Così anche in sede di conversione la richiesta di far svolgere una rapida discussione ad uno solo dei due rami del Parlamento (monocameralismo alternato) è all’origine di un nuovo modo di legiferare, che non riguarda più neppure solo la decretazione d’urgenza, sottraendo competenze costituzionalmente attribuite a ciascuna Camera. In questa situazione è evidente che anche le più criticate prassi legate alla presentazione di maxiemendamenti ovvero l’abuso delle richieste di fiducia assumono un altro tenore: proposte ormai senza nessuna remora e assunte come consuetudini consolidate.
Un riassetto degli equilibri tra i poteri si registra anche all’interno dell’organo Governo. In parte ciò è certamente dovuto a fattori contingenti: il carattere di unità nazionale dell’attuale esecutivo, la forza e l’autorevolezza del Presidente del Consiglio, le debolezze e le incertezze delle forze politiche.

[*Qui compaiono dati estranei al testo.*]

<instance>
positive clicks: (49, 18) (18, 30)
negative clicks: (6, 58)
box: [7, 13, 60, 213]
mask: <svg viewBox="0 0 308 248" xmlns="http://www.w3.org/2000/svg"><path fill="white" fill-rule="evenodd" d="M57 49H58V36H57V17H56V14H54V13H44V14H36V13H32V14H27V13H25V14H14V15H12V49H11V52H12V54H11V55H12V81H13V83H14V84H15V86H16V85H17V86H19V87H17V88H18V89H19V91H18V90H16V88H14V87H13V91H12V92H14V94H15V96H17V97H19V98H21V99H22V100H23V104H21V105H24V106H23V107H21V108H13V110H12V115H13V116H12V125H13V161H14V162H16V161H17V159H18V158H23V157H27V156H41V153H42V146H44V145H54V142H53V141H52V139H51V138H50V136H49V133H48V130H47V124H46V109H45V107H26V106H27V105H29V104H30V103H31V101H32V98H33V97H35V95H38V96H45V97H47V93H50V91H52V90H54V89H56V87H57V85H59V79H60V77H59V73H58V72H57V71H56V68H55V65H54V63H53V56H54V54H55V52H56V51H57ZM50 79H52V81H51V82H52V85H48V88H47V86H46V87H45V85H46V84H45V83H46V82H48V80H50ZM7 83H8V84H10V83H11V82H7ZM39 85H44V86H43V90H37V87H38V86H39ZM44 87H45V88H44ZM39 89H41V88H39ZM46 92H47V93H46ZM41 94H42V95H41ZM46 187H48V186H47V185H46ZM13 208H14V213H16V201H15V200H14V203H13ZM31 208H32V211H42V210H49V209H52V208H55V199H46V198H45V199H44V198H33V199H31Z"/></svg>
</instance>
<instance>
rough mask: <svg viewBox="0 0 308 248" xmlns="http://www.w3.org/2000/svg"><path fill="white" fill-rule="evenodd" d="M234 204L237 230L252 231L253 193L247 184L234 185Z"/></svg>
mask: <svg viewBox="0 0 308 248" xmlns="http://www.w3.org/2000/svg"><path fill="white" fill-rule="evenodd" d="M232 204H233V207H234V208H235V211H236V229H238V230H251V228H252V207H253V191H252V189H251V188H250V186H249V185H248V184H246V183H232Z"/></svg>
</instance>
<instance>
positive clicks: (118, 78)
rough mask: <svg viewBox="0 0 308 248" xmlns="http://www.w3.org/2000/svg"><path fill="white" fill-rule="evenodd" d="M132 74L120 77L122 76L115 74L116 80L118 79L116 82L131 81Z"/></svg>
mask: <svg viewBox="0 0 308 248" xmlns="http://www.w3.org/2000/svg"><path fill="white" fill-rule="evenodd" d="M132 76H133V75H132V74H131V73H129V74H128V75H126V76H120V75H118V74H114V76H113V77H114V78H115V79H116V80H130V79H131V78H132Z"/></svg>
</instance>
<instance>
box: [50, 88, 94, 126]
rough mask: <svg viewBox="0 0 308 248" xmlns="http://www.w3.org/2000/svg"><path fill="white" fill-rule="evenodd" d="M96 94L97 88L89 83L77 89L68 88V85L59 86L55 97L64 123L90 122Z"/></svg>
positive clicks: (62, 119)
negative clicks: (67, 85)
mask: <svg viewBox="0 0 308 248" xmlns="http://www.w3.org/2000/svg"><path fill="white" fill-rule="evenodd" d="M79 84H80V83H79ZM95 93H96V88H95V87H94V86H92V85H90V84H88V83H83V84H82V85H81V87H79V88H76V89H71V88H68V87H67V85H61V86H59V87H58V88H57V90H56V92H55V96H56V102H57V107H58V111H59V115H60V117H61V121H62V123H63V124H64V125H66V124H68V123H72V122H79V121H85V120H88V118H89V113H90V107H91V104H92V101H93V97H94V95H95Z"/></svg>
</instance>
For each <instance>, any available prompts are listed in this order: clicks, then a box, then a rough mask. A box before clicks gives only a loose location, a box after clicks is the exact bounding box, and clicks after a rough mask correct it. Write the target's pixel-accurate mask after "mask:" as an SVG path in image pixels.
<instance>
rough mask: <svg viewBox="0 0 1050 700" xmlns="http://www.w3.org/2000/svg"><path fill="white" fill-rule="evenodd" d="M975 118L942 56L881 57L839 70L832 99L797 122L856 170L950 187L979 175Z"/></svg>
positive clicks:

Condizioni che hanno fatto assumere al Presidente del Consiglio il ruolo di decisore ultimo della politica nazionale a scapito della collegialità del governo e della responsabilità individuale dei singoli ministri. È presto per dire se questa presidenzializzazione di fatto dell’organo governo si consoliderà, quel che però si deve rilevare è il rafforzarsi di prassi che operano in tal senso.
D’altronde la tendenza alla presidenzializzazione della politica non è tendenza di oggi e difficilmente potrà essere arrestata, semmai potrà assumere nuove forme. La questione che allora deve porsi pensando al futuro della nostra democrazia è principalmente la seguente: come potrà reggere un sistema politico sempre più verticalizzato senza un Parlamento in grado di bilanciare il potere del Governo? Le sole istituzioni di garanzia (Presidente della Repubblica e Corte costituzionale) non possono supplire all’assenza di un Parlamento sempre meno in grado di esercitare i suoi poteri di indirizzo e controllo.
Questione che diventerebbe ancor più problematica se – come molti auspicano – si volesse assegnare al Quirinale il ruolo di promotore delle politiche di governo, anziché di garante degli assetti costituzionalmente imposti. Mentre il sistema politico e l’intera opinione pubblica pensano solo a chi deve essere il prossimo Presidente della Repubblica, i più consapevoli dovrebbero preoccuparsi di rafforzare il ruolo del Parlamento, richiamando il monito di Hans Kelsen, che in tempi non sospetti avvisava che “alla sorte del parlamentarismo è legata la sorte della stessa democrazia”.